Ultimately, the best way to reduce violence is to pursue negotiations for a political transition that would include rather than explicitly threaten the Assad government. Given the mortal fears of communities on each side of the conflict, the first goal has to be making clear that all groups have a future in a new Syria...The six-point plan offered by Kofi Annan, the United Nations intermediary, is a good starting point. But both sides have to treat a cease-fire seriously, and any arms embargo would have to apply equally to each party. Crucially, real negotiations would have to include Iran and Russia. Both have stakes in the Assad government; their involvement in an inclusive mediation process could set the stage for concessions by the government.

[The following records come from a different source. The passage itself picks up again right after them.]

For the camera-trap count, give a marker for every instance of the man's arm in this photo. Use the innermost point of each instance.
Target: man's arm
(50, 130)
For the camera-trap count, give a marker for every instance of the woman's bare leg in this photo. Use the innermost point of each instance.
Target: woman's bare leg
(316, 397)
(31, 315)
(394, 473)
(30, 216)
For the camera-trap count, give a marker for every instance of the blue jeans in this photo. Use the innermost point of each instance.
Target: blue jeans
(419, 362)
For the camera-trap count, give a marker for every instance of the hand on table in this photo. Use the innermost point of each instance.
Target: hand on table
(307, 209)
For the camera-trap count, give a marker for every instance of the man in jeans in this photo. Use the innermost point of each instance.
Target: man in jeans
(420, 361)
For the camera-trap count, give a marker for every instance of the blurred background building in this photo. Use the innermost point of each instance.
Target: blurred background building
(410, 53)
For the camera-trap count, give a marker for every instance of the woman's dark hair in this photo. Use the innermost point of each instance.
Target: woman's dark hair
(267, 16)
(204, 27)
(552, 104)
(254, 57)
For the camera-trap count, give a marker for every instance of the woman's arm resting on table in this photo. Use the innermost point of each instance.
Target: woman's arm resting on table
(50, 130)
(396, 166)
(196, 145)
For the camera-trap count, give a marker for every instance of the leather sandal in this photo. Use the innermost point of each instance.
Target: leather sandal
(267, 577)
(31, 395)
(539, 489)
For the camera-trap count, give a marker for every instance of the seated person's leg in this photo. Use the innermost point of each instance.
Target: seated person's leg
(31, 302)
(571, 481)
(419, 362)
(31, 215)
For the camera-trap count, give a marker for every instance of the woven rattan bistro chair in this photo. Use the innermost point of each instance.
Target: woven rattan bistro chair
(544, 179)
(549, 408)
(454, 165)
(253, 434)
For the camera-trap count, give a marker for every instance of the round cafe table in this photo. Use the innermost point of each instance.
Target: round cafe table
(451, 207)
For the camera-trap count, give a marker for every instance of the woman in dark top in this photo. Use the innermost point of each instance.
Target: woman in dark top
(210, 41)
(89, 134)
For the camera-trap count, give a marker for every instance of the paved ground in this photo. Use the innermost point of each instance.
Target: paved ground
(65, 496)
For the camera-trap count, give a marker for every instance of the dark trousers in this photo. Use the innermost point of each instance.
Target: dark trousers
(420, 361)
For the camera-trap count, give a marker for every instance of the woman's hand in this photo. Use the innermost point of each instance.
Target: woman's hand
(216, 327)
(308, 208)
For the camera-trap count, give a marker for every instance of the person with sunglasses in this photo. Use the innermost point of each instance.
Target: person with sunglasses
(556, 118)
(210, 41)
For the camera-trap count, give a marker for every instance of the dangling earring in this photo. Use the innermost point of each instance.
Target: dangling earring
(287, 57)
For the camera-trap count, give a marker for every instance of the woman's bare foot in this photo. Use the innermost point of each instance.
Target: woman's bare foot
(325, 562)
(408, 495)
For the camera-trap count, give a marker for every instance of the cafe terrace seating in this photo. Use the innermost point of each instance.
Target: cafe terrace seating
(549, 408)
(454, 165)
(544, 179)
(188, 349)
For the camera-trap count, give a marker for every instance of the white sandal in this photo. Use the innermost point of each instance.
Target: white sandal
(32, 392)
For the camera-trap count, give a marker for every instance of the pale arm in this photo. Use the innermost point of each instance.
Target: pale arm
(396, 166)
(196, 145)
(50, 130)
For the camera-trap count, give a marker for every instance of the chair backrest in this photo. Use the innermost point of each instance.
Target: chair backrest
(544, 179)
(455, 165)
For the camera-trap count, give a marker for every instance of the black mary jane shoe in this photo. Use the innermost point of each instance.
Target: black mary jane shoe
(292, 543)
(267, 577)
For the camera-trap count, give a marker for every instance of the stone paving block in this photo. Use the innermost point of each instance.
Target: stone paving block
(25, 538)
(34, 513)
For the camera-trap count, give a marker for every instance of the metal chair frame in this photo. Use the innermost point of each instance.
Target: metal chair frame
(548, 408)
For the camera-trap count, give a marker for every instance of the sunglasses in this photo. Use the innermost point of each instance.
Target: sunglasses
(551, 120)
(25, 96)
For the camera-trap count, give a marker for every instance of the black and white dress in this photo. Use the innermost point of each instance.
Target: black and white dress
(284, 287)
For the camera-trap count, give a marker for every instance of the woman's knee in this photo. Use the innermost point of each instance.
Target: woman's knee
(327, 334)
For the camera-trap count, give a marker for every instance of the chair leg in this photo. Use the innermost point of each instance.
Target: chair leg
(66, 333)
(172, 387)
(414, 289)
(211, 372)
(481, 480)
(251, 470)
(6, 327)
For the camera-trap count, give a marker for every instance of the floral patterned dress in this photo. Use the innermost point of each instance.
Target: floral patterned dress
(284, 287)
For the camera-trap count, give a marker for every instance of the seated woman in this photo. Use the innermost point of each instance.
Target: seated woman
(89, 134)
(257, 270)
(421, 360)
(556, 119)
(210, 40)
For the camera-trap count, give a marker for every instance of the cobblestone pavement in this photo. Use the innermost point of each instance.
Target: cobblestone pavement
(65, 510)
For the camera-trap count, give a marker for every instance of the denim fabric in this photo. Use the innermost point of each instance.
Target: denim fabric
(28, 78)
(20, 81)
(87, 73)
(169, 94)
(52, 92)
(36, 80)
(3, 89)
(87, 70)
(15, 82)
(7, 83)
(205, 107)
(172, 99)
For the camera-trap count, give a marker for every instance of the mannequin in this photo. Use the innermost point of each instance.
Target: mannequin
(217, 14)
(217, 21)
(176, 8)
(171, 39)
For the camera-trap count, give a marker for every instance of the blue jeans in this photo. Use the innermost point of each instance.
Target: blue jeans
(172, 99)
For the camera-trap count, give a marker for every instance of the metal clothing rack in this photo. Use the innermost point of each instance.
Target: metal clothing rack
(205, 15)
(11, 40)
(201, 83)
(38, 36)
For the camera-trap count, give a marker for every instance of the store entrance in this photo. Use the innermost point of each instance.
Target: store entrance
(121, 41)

'Will Khamenei compromise?' (Reza Marashi & Ali Reza Eshraghi, National Interest)

"America's starting point is clear: Closing Iran's Fordo facility; halting Iranian enrichment at the 20 percent level, and removing Iran's stockpile of 20 percent-enriched uranium from the country. To defuse the crisis diplomatically, the United States will need to consider the political, economic and security incentives sought by Iran-and the protection of human rights sought by the Iranian people-that any negotiated solution would have to address. This does not imply that concessions must be made to Iran on each of these three fronts. Only sustained diplomacy can determine whether it is in America's interest to address Iranian concerns."

'Special report: In Egypt's military, a march for change' (Marwa Awad, Reuters)

On a warm Wednesday morning last October, around 500 Egyptian army officers based at the Air Defence Institute on the outskirts of Alexandria staged a mini revolt...According to a lieutenant colonel with direct knowledge of the protest, the men were angry about the punishment given to a fellow officer by his superiors. After refusing to train, the officers demanded to meet either Field Marshal Mohamed Hussein Tantawi, the head of Egypt's military and in effect the country's acting president, or his second in command. They wanted to meet the commanders, they said, to make the case for better treatment...The rebellion, unreported before now and confirmed by three other officers in the unit, lasted several days. As Egyptians were calling for quicker and deeper change - demands directed at the military council that runs the country -- at least one part of the country's military was itself split.

'A monarchical affair: from Morocco to the Arabian Peninsula' (Samia Errazzouki, Jadaliyya)

Through a combination of efforts across the political and economic spheres, Morocco succeeded in temporarily postponing the inevitable wave of dissent. The Gulf monarchies provided a comfortable cushion for the Moroccan monarchy, while boosting the confidence of the regime's allies both within and beyond Morocco's borders. However, Morocco's income inequalities remain the highest in the region, along with a staggering 56.1% illiteracy rate. Morocco can seek temporary economic assistance through aid packages from the Gulf, but all this succeeds in doing is nurturing a dependent and weak economy still coping with the obstacles of post-colonial development. Meanwhile, Morocco's commitment to democratization has stalled with consistent cases of arbitrary arrestspolitically-motivated trials, and ongoing protests met with repression. This only shows that the constitutional reforms have done little to change the social reality of Moroccans, and the Gulf monarchies have no intention of challenging Morocco's approach to addressing popular grievances. Instead, the Gulf monarchies have rewarded Morocco with billion-dollar aid packages, investment, and an increasingly stronger political alliance.